Just as our employer partners are required to adhere to specific standards of behavior during the on-campus recruiting process, so are all Isenberg students. In order to maintain productive and high-quality relationships with employers, students are expected to follow the "Playing Fair...Your Rights & Responsibilities as a Job Seeker" guidelines published by the National Association of Colleges and Employers.  These guidelines are outlined below:


1. Provide accurate information about your academic work and records, including courses taken, grades, positions held, and duties performed.

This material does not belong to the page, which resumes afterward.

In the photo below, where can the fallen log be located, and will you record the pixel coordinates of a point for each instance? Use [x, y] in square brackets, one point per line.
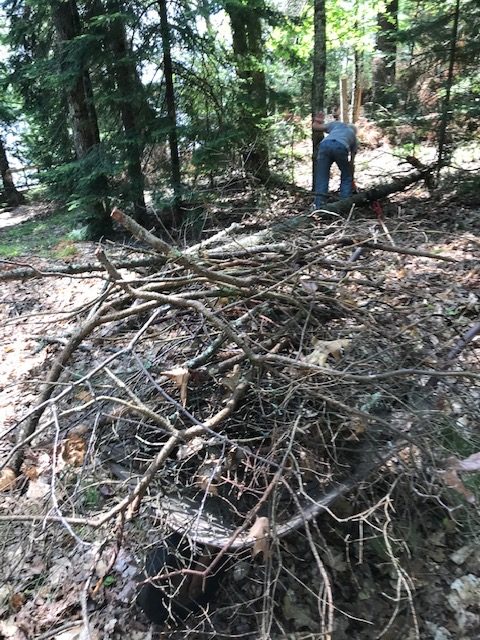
[344, 206]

You can, however, refuse to provide an employer with specific information about any job offers you may have received from other employers. You do not have to name the organizations that have made you offers, nor do you have to provide specific information about what salaries you've discussed with those organizations. Instead, you can give broad responses to such questions, naming types of employers--"I've interviewed with employers in the retail industry"--and offering salary ranges rather than specific dollar amounts-"The salary offers I've received have been in the $25,000 to $30,000 range." Incidentally, it's in your best interest to research salaries and to let employers know that you have done so.

2. Be honest.

Conduct your job search with honesty and integrity. Do not lie or stretch the truth on your resume, applications, or during any part of the interview process.

3. Interview genuinely.

Interview only with employers you're sincerely interested in working for and whose eligibility requirements you meet. "Practice" interviewing is misleading to employers--wasting both their time and money-and prevents sincerely interested candidates from using those interview slots.

4. Adhere to schedules.

Appear for all interviews, on campus and elsewhere, unless unforeseeable events prevent you from doing so. And, if you can't make the interview because of an unforeseeable event, notify your career center or the employer at the earliest possible moment.

5. Don't keep employers hanging.

Communicate your acceptance or refusal of a job offer to employers as promptly as possible, so they can notify other candidates that they are still being considered or that the position is filled.

6. Accept a job offer in good faith.

When you an accept an offer, you should have every intention of honoring that commitment. Accepting an offer only as a precautionary measure is misleading to the employer and may restrict opportunities for others who are genuinely interested in that employer.

7. Withdraw from recruiting when your job search is completed.

If you accept an offer or decide that full-time graduate or professional studies are for you, notify your career center and withdraw from the on-campus recruiting process immediately. And, let employers that are actively considering you for a job know that you are now out of the running. By informing everyone that you've got a job or are headed to graduate school, you not only get the chance to brag but also to help your friends who are trying to get on interview schedules or who are being considered for positions.

8. Claim fair reimbursement.

If an employer has agreed to reimburse you for expenses you incur in its recruitment process, your request should be only for reasonable and legitimate expenses.

9. Obtain the career information you need to make an informed choice about your future.

It's up to you to acquire the information about career opportunities, organizations, and any other information that might influence your decisions about an employing organization.